On the words, “macroeconomic” and “macrodynamics”, PAS (1986b: 858; italics added) writes, with disarming frankness:

These papers [vol. 1 of the Japanese translation of The Collected Scientific Papers of Paul A. Samuelson] deal with what today we call macroeconomics—a surprisingly recent term. A dozen years ago, Dr. Edwin Nourse, President Truman’s venerable first Chairman of the US Council of Economic Advisers, wrote to Professor Alvin Hansen of Harvard, asking: “Who invented the word ‘macroeconomics’?” Hansen wrote back: “I don’t know. Probably Samuelson. I’ll ask him”… I must answer for much. But I don’t believe it was I who coined the now-standard word … [Frisch], Tinbergen, and Kalecki used the expression “macrodynamic” and had not yet contrasted microeconomics and macroeconomics”.³

These modest pages contain the consideration—both economic and mathematical—of the analysis and extension of PAS’s fundamental contributions of 1939, as it changed and evolved, during the period from 1939 to 2007, via his observations about Frisch’s rocking horse methodology, allegedly following Wicksell (1907).⁴ In the process, PAS aligned himself firmly as a Keynesian in the US and (eventual) Canadian traditions (see Timlin 1949)—very different from the (Cambridge) UK tradition of Kahn and Robinson. Although inspired by Alvin Hansen, it must be said that it was not an exclusively North American tradition—at least Pigou, Robertson, Hicks, Meade, Harrod and Lange⁵ also interpreted Keynes’s multiplier analysis of short-run equilibrium macroeconomics in a way that was congenial to PAS.

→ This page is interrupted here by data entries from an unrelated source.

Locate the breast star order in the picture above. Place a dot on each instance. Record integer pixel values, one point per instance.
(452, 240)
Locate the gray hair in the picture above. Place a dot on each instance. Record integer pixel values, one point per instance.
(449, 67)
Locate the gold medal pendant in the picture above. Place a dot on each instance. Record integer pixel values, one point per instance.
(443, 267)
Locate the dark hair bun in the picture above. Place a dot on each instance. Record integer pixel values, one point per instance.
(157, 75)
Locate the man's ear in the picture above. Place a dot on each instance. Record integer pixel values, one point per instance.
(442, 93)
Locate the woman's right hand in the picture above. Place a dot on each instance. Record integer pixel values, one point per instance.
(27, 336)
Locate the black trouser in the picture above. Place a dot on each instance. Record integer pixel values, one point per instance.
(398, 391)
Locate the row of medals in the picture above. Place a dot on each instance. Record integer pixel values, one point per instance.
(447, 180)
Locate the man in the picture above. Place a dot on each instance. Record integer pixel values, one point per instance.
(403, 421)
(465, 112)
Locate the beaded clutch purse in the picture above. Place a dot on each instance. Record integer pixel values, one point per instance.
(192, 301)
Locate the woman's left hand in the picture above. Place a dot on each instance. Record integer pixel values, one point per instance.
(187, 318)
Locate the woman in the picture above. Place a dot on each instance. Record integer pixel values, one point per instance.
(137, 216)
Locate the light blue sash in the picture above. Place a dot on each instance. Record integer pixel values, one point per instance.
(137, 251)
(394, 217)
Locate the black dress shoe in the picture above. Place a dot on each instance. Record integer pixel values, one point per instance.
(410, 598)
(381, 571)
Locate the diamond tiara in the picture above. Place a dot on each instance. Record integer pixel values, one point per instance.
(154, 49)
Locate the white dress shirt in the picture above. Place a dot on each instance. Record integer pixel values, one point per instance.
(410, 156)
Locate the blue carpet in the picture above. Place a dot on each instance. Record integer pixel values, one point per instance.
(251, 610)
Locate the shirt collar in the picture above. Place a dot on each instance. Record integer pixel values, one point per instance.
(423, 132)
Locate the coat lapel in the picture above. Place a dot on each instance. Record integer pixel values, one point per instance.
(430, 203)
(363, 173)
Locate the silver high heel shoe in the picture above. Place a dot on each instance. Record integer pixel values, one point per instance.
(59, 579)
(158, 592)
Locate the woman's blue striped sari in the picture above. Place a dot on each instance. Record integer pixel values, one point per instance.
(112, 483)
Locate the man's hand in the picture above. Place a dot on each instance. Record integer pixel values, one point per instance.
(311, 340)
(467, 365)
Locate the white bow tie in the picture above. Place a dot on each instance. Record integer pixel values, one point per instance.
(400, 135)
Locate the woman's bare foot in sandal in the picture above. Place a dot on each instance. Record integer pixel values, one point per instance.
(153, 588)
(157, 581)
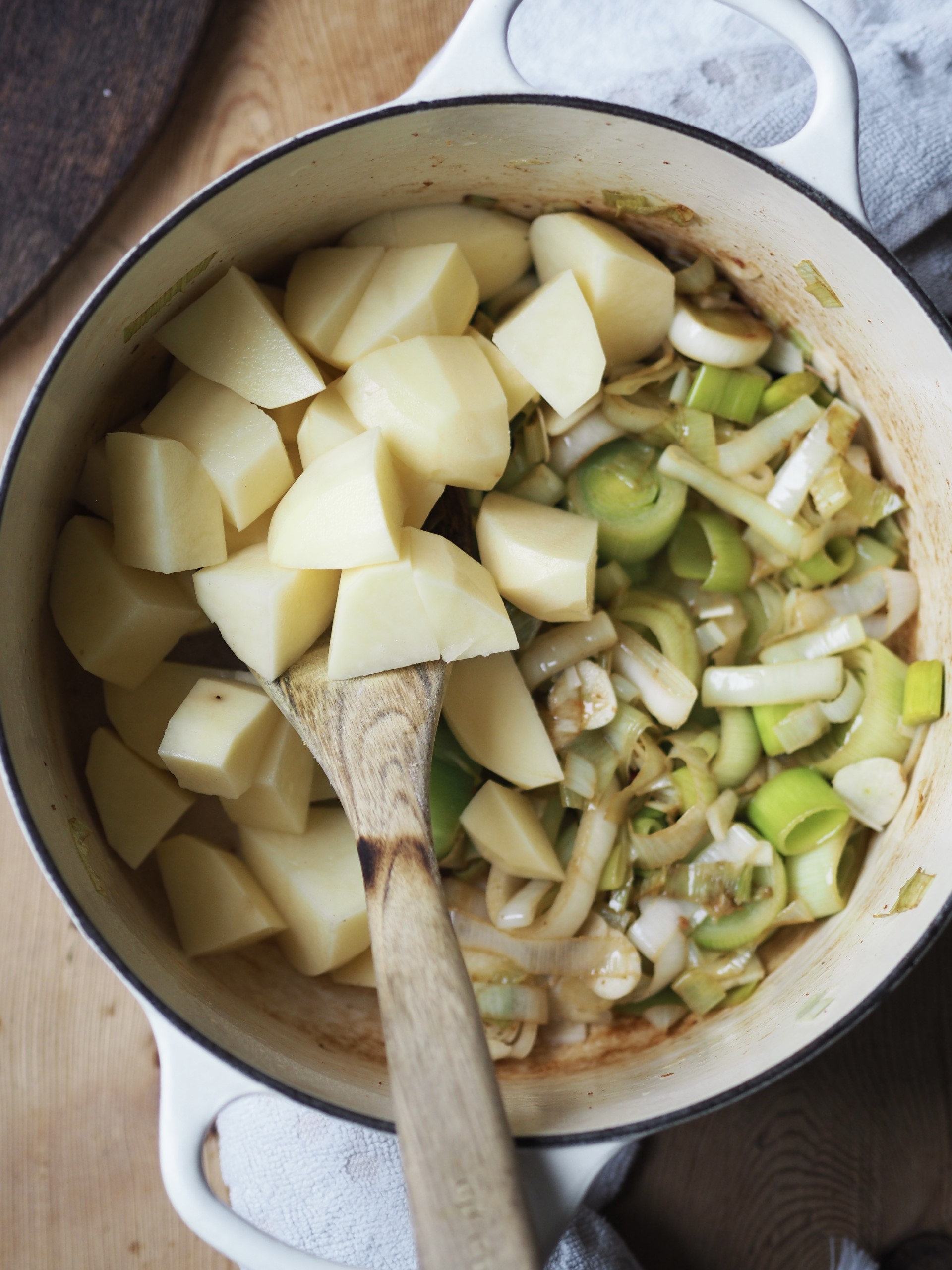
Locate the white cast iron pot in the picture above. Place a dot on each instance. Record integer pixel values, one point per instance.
(246, 1023)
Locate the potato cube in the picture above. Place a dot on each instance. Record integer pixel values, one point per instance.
(324, 289)
(416, 291)
(461, 600)
(358, 973)
(167, 512)
(508, 833)
(141, 715)
(237, 444)
(629, 291)
(552, 341)
(494, 244)
(215, 741)
(492, 714)
(216, 903)
(380, 622)
(117, 622)
(345, 511)
(327, 425)
(517, 388)
(267, 615)
(440, 405)
(542, 559)
(315, 882)
(136, 803)
(281, 790)
(233, 334)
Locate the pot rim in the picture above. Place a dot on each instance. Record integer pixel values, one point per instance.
(76, 325)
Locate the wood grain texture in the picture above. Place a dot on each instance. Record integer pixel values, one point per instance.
(79, 1086)
(84, 89)
(373, 737)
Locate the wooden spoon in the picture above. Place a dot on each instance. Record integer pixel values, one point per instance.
(373, 738)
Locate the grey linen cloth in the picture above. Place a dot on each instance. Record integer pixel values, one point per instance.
(336, 1188)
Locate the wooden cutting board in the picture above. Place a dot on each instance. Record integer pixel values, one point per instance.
(85, 85)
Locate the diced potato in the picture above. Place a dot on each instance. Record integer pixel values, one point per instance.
(416, 291)
(552, 341)
(460, 597)
(358, 973)
(216, 903)
(237, 444)
(345, 511)
(290, 417)
(316, 885)
(327, 425)
(330, 422)
(215, 741)
(136, 803)
(494, 244)
(167, 512)
(93, 486)
(440, 405)
(517, 388)
(630, 293)
(508, 833)
(117, 622)
(380, 622)
(542, 559)
(324, 289)
(267, 615)
(492, 714)
(234, 336)
(141, 715)
(281, 792)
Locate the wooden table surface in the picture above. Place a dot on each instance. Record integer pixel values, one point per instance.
(857, 1143)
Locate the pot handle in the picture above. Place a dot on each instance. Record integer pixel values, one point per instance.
(196, 1087)
(475, 62)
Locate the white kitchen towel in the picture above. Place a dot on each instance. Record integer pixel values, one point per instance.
(336, 1188)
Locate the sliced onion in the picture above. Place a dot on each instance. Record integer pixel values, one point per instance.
(583, 955)
(667, 693)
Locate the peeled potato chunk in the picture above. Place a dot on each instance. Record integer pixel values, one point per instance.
(136, 803)
(517, 388)
(281, 790)
(237, 444)
(267, 615)
(460, 597)
(324, 289)
(508, 833)
(542, 559)
(117, 622)
(233, 334)
(380, 622)
(492, 714)
(630, 293)
(141, 715)
(216, 903)
(215, 741)
(416, 291)
(551, 338)
(438, 403)
(167, 512)
(346, 509)
(315, 882)
(494, 244)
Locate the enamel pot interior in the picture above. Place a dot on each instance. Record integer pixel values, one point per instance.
(321, 1043)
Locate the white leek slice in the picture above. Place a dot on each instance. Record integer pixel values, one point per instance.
(667, 693)
(838, 635)
(873, 789)
(901, 602)
(785, 684)
(720, 337)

Hansen inspired PAS not only to become a Keynesian macroeconomist, but also decisively in the way he considered equilibrium fluctuations against a backdrop of (predicted) secular stagnation—i.e. as the obverse of growth—contexts (as Nikaido 1987 emphasizes).⁶ Of course, Hansen (1939) was more influential than Harrod (1939) for PAS. The former was true to Schumpeter and Wicksell, and therefore the idea of “No Growth, No Fluctuations” (the title of Nikaido’s unfortunately neglected paper); Harrod was trying to separate growth from cycles (Harrod 1936) despite the importance given to the relation, i.e. acceleration, in it.

In Sect. 2, the themes at the heart of PAS’s contribution to economics, in general, and macroeconomics and macrodynamics, in particular, and ignored in this paper—and some of the reasons for ignoring them—are developed, no doubt inadequately. Section 3 is an examination of the background methodological discussion of dynamics in Foundations of Economic Analysis, its allied mathematics (and logic) and the way it (may have) influenced PAS’s vision of macroeconomics. Several topics, all of them now part of the vocabulary of the macroeconomist, delineate this section, but all in the context of macroeconomics and macrodynamics. The different sections are, inevitably, uneven—perhaps not in quality, but in the pages involved and the underlying theoretical basis (the latter, perhaps, a reflection of my own narrow focus; after all, not all can be as universally competent in economics and classical mathematics ⁷ as PAS!).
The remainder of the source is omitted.